Si l’immixtion de cette logique d’optimisation dans tous les pans de notre quotidien vient bousculer la gastronomie, il faut néanmoins rappeler que cette tendance concerne prioritairement l’alimentation de tous les jours, et que les commensaux sont des individus pluriels, qui peuvent apprécier par moment de sortir des sentiers battus, et retrouver un art de la table beaucoup moins stéréotypé que cette « mise en app » ne le propose. La place croissante occupée par celle-ci entraîne cependant la création d’habitudes, de repères, voire d’attentes qui pourraient influencer la haute cuisine du futur.

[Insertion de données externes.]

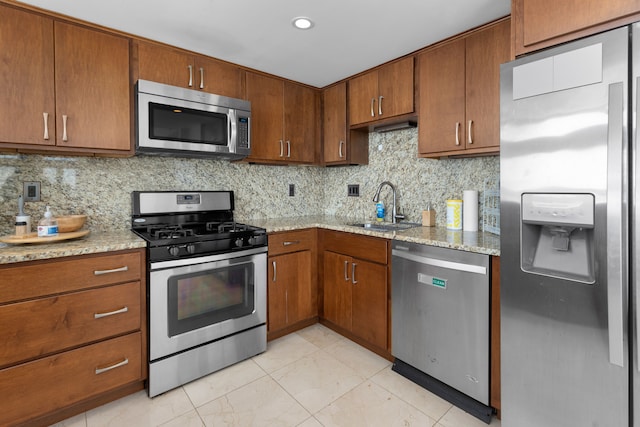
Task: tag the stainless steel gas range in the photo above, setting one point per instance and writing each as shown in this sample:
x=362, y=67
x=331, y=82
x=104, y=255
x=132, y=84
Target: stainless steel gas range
x=206, y=284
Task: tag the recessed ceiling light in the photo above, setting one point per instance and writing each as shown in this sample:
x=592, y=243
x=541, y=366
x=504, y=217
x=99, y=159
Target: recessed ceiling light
x=302, y=23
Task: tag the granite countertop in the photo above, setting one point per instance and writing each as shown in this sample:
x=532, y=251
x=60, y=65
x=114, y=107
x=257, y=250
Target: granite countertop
x=95, y=242
x=479, y=242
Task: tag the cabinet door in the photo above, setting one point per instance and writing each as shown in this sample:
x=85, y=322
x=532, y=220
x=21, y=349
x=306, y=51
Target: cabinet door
x=267, y=100
x=485, y=51
x=300, y=117
x=217, y=77
x=280, y=274
x=395, y=89
x=92, y=88
x=543, y=23
x=369, y=302
x=164, y=65
x=26, y=73
x=337, y=289
x=363, y=98
x=335, y=124
x=442, y=98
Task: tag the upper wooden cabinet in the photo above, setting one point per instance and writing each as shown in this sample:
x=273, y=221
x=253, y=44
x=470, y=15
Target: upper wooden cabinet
x=179, y=68
x=64, y=87
x=459, y=92
x=541, y=23
x=284, y=120
x=340, y=145
x=382, y=93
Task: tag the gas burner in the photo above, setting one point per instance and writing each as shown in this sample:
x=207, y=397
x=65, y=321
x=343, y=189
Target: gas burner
x=169, y=232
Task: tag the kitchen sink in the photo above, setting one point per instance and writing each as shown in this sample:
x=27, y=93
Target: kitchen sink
x=386, y=227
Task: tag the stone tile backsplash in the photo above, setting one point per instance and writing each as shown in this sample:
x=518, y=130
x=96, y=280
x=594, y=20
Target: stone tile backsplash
x=101, y=187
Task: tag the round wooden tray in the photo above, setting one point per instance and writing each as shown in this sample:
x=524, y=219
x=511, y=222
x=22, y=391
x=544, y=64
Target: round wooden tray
x=33, y=238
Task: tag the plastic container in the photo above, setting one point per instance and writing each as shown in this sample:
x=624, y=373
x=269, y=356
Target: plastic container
x=380, y=211
x=48, y=226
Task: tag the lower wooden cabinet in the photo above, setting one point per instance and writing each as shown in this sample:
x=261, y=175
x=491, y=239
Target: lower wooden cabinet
x=73, y=335
x=356, y=287
x=292, y=291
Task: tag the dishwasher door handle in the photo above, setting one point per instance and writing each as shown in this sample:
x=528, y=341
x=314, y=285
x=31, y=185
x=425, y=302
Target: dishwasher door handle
x=451, y=265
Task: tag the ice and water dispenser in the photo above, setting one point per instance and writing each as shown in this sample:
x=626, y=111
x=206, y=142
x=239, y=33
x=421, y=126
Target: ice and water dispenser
x=557, y=235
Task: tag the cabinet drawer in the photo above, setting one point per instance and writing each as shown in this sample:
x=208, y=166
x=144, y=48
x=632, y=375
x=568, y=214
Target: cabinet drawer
x=59, y=276
x=291, y=241
x=39, y=327
x=36, y=388
x=363, y=247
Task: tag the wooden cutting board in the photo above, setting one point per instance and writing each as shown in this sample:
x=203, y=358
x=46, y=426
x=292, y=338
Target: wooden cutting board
x=33, y=238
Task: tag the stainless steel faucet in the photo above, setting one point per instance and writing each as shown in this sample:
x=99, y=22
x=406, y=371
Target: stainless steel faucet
x=394, y=213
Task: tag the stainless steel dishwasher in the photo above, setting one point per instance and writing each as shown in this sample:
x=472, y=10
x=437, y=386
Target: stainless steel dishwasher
x=440, y=322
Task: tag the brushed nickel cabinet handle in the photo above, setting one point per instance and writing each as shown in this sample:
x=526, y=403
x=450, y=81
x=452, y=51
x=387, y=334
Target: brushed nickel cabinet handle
x=110, y=313
x=108, y=368
x=45, y=116
x=115, y=270
x=64, y=128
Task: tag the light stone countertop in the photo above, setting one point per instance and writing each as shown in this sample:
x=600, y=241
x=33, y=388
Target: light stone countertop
x=95, y=242
x=479, y=242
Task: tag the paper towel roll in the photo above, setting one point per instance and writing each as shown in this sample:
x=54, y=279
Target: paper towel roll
x=470, y=210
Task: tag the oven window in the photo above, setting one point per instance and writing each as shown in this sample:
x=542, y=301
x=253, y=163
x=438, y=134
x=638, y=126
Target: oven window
x=172, y=123
x=208, y=297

À quoi s’attendre à l’avenir ? Faut-il tabler sur un scénario renforçant la diffusion de cette logique ? Ou au contraire, peut-on compter sur une prise de conscience quant aux limites de ce modèle ? Cette manière d’interroger le poids des technologies est sans aucun doute caricaturale, puisqu’en fonction des moments de la semaine, la sociologie des collectifs considérés et la situation de chacun, la nature du recours à ces applis peut grandement varier. Néanmoins, la simplification qu’elles offrent, ainsi que leur rationalité économique, peut laisser penser qu’une éventuelle distance critique avec ces pratiques émergentes pourrait être conditionnée par les mode et niveau de vie de chaque consommateur.
Si la critique de cette plateformisation de l’alimentation importe, il serait également intéressant de questionner les choix réalisés par les entreprises qui la poussent, et d’imaginer des services qui suivent d’autres logiques ou critères. Par exemple, la structuration de circuits courts, une meilleure gestion des invendus, la (re)découverte de la saisonnalité des aliments, ou encore une éducation permettant l’ouverture des néophytes à de nouvelles saveurs, pourraient constituer autant de « brouillages » des catégories, et ainsi laisser l’espace de liberté nécessaire à une cuisine toujours plus créative et conviviale, sans avoir à l’opposer frontalement aux influences et aux préconisations d’algorithmes toujours plus présents.